Banks globally are facing increasing regulation and low interest rates, as well as higher costs, to fund future growth. In Switzerland, banks have in recent years held talks with the stock exchange, which is owned by the lenders, with a view to sharing back-office functions on a larger scale.

Setting Precedent

A cost-sharing deal between the country’s top banks could set a precedent for other firms to revive efforts to work together.

The Swiss private-banking sector has been shrinking over the past decade as the nation’s famous banking-secrecy rules are stripped away. Compliance costs have become a particular burden for smaller wealth managers, forcing many out of business and prompting some foreign banks to leave the country.

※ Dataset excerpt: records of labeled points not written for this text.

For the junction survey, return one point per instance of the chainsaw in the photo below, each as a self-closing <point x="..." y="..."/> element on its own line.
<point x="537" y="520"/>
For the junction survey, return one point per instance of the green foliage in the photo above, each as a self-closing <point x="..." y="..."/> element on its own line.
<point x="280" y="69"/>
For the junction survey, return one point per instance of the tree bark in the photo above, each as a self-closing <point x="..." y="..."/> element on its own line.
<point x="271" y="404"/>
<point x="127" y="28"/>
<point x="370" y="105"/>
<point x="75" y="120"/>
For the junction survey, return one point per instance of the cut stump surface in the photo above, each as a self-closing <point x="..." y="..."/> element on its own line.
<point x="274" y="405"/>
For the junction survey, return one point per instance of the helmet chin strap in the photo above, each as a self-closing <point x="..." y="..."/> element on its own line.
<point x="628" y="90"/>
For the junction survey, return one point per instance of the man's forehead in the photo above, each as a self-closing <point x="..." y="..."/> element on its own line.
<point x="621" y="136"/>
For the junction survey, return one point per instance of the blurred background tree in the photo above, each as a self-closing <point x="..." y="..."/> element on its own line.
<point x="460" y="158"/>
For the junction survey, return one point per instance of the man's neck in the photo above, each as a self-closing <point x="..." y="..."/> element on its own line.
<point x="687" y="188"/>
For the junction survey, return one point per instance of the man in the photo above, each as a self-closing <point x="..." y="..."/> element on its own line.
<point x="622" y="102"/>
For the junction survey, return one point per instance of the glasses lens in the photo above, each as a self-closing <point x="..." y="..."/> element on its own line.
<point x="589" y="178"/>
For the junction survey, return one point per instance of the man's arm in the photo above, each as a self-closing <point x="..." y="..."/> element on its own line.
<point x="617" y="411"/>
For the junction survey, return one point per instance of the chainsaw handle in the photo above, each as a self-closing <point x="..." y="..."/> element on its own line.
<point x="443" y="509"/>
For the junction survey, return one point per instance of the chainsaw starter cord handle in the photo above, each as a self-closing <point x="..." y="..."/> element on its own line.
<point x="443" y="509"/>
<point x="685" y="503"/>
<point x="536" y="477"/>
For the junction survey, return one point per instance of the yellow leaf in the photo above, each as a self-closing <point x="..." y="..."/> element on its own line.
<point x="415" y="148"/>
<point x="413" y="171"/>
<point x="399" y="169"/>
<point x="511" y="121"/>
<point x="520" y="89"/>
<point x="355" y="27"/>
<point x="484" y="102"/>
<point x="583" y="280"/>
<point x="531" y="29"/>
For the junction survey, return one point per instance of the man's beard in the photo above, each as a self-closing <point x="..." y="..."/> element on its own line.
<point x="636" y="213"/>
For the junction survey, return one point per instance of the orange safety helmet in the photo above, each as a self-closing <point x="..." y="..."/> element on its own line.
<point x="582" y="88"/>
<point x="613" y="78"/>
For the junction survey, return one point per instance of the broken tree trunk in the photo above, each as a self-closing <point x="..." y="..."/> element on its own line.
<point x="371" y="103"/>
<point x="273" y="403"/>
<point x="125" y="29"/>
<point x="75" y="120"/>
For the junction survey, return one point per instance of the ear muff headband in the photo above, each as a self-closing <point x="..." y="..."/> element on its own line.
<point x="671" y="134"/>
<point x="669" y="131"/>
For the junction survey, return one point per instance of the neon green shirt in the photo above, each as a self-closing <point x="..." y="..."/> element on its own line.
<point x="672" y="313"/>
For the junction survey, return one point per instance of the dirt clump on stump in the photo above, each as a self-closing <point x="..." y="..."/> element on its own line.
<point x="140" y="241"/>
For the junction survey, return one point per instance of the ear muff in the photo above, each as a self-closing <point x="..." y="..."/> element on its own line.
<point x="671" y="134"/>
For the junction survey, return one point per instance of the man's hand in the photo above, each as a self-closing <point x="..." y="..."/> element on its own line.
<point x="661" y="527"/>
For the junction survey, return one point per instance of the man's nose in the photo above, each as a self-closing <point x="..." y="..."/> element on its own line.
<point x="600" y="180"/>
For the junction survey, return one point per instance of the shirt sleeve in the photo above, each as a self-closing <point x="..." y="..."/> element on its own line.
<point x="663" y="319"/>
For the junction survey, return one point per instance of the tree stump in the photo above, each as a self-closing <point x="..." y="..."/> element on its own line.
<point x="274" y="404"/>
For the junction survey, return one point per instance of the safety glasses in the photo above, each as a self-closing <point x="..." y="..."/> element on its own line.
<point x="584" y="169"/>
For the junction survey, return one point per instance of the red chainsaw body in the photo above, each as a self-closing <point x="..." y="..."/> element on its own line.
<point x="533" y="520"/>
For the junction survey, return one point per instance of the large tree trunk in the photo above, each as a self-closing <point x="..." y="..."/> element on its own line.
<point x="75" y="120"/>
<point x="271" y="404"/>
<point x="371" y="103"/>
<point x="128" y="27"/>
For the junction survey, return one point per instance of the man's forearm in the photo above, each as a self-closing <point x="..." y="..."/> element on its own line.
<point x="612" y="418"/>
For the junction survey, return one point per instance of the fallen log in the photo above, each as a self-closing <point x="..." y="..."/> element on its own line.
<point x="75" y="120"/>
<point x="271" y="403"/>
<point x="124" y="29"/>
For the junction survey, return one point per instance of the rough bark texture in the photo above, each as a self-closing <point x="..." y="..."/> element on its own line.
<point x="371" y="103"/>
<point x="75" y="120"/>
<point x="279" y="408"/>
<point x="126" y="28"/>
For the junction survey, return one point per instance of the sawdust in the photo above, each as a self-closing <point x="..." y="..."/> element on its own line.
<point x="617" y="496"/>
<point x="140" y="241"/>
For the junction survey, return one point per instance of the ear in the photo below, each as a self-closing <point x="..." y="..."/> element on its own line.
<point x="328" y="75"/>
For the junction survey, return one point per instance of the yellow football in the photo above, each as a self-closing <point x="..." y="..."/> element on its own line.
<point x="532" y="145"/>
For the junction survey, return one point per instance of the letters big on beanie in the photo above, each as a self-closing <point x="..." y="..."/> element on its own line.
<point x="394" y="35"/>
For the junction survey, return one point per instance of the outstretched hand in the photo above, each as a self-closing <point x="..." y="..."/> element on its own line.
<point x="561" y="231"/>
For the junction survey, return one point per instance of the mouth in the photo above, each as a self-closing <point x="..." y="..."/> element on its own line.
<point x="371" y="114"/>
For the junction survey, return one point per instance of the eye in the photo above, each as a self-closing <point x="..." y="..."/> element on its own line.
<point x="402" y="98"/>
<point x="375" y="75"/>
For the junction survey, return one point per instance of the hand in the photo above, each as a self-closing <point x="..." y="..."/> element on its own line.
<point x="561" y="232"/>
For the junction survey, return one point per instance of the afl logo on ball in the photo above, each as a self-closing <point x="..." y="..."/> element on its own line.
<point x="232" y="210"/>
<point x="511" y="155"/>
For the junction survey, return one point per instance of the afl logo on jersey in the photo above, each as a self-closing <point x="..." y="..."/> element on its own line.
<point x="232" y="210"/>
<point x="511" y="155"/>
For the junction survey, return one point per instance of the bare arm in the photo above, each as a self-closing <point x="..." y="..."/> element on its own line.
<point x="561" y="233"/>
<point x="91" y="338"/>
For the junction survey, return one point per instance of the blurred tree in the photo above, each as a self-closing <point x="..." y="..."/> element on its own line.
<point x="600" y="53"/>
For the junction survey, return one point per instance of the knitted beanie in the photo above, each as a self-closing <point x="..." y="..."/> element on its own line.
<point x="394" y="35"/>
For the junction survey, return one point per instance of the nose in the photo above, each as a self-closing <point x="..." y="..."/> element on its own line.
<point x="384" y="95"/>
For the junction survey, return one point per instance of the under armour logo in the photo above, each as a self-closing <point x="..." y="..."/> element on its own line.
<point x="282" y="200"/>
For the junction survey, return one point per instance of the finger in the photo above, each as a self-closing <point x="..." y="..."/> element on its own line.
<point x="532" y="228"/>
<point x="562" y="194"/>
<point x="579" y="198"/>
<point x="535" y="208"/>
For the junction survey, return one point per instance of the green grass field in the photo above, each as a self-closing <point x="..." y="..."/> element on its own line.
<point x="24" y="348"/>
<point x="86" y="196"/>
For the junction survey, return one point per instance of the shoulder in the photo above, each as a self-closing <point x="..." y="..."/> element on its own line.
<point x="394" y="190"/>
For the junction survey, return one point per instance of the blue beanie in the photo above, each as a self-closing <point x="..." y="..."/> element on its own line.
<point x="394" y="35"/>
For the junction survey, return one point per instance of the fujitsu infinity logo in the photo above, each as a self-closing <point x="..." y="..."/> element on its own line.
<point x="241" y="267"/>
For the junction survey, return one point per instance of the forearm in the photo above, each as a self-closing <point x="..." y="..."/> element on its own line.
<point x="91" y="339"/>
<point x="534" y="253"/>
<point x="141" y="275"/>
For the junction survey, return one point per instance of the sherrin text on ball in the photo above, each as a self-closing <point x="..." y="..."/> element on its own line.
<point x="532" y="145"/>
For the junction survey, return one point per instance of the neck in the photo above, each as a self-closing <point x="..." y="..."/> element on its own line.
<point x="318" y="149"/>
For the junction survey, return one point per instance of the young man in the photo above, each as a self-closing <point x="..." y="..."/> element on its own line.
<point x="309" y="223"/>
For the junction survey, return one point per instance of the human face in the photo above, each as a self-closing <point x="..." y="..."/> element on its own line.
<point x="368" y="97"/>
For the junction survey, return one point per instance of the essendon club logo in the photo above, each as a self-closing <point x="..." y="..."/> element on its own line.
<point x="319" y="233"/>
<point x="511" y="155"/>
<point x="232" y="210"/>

Client confidentiality is one potential stumbling block to a UBS-Credit Suisse deal, one of the people with knowledge of their latest deliberations said. UBS has also talked to other lenders and external advisers about reducing back-office costs, according to two people familiar with the matter.

UBS’s Ermotti is now in his seventh year as the CEO of the country’s largest lender and has stepped up cost-cutting. The bank could employ about 30 percent fewer staff in a decade as technological advances change the industry, he said in an interview with Bloomberg Markets last year.

For his part, Thiam has made cost cuts a key pillar of his strategy, announced in 2015, to reduce Credit Suisse’s dependence on its trading business. He’s also aiming to lower the bank’s adjusted cost base to below 17 billion francs by the end of this year. It stood at 17.7 billion francs at the end of 2017 with the bank’s cost-to-income ratio at 90.4 percent. The same ratio was 81.5 percent at UBS.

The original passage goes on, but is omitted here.